In the course of its journey from the playing fields of boarding schools to the streets of the 21st century, the way of dressing that we call “preppy” has evolved from a simple sartorial expression of knowing nonchalance into a hundred various ideologies of style. Sometimes a pair of penny loafers is just a pair of shoes; sometimes it is an emblem of social privilege or a signal of political conservatism. This fall, the shoe—and the whole wardrobe for which it stands—is a symbol subverted in collections that offer trad with a twist.

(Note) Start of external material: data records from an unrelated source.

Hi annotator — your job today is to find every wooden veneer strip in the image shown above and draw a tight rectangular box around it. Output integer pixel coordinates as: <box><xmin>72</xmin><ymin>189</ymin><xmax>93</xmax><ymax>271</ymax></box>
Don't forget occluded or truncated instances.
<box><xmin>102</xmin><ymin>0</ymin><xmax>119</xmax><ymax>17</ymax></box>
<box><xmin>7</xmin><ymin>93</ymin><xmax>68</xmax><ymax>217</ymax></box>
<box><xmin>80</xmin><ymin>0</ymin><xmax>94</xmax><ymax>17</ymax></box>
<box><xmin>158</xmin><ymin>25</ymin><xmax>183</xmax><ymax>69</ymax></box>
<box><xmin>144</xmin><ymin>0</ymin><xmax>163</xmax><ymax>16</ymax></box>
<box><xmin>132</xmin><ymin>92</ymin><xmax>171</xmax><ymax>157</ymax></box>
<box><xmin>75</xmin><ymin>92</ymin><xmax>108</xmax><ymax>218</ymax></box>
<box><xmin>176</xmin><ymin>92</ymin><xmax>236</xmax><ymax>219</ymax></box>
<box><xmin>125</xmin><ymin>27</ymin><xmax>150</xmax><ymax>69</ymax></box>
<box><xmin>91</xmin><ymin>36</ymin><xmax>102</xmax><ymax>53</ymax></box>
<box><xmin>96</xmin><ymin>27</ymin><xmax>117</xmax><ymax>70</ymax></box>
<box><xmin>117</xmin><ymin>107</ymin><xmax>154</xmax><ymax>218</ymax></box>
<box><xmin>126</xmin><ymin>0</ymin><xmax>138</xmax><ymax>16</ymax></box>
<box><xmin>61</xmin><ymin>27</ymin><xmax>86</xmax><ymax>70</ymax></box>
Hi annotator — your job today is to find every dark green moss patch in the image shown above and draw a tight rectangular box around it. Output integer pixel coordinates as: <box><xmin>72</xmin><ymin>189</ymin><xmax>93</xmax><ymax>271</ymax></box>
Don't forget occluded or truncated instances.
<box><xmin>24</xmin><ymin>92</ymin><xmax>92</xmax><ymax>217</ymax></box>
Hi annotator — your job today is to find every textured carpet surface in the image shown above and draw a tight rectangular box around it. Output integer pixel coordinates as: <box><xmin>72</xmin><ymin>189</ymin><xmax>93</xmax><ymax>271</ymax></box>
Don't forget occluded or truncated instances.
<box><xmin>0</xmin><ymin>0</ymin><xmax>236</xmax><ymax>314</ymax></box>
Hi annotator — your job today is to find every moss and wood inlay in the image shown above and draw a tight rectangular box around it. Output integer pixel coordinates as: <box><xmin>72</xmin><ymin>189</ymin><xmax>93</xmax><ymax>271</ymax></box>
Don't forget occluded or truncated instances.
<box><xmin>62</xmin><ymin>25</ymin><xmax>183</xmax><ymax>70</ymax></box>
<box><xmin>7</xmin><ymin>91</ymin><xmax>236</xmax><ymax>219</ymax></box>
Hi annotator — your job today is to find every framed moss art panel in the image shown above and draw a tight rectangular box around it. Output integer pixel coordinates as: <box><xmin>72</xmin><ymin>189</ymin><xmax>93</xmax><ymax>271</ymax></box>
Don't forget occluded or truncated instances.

In recent years, a wave of New York streetwear brands has democratized and deconstructed preppy threads to sensational effect. Labels such as Noah (with its bucket hats and logo tote bags) and Rowing Blazers (with its jaunty rugby shirts and playful accessories) repurpose prep staples as cool-kid casual, and there’s an inside-jokiness to the dad-hat graphics and fun-shirt constructions. But it is an inside joke that invites all listeners to laugh. Their vibe isn’t exclusionary. Everyone is invited to hang at their country club.
This last point is crucial. The problem with prep, particularly at a moment where the culture is addressing structural inequality, is its Social Register pedigree, its connotation of teen-comedy villains in Lacoste tennis shirts and sloppy-drunk frat boys in critter shorts. Thom Browne may be the master of upending (and upcycling) the clichés of this arena. His shrunken suits and tongue-in-cheek turns on golf and tennis gear have garnered accolades for years, in part because of his studied take on traditional menswear—his ironic distance when reworking the meaning of the clothes as uniforms. It matters that Thom Browne, like Ralph Lauren before him, espouses a racially diverse vision of prep. There’s precedence for this: In the 1950s, Miles Davis made the Andover Shop—the kind of Cambridge, Massachusetts, haberdashery where an economics professor might order his tweeds—a must-stop for Black jazz stars. The new prep is all for that, and for evolving a more inclusive aesthetic.
Consider, for instance, the preppy-infused pieces now on offer at Gucci. Historically, the chief connection between Gucci and adherents of The Official Preppy Handbook has been the bit loafers worn with everything from evening suits and Wall Street pinstripes to chinos. This fall, creative director Alessandro Michele imbued his collection with an added dose of edgy prep energy. Vivid tattersall prints worthy of a hipster’s hunt club sit alongside dizzying checks and saturated tennis-lawn solids. The style is so bold as to achieve an elegant punkishness. Similarly, Miuccia Prada, by experimenting with the proportions of sweater vests and corduroy jackets and by reimagining Fair Isle patterns as pixelated expressions of a digital age, has generated a vision that is both urbane and futuristic. Think Wes Anderson outfits adapted to a Blade Runner world.
Meanwhile, younger designers work to evolve prep dressing into a sartorial philosophy to be appreciated in new corners across the globe. Kenneth Ize is among the most exciting of the group. American prep has always looked abroad for inspiration—as with the madras prints and khaki trousers taken from India—and Ize, who was raised in Austria by a Nigerian family, designs clothes that talk back to that history and bring the cross-cultural dialogue into the globalist age. This year, during his debut at Paris Fashion Week, his sharply elegant jackets and coats beautifully blurred the distinction between traditional African prints and old-school yacht-club plaids. He earns an A for reappropriation.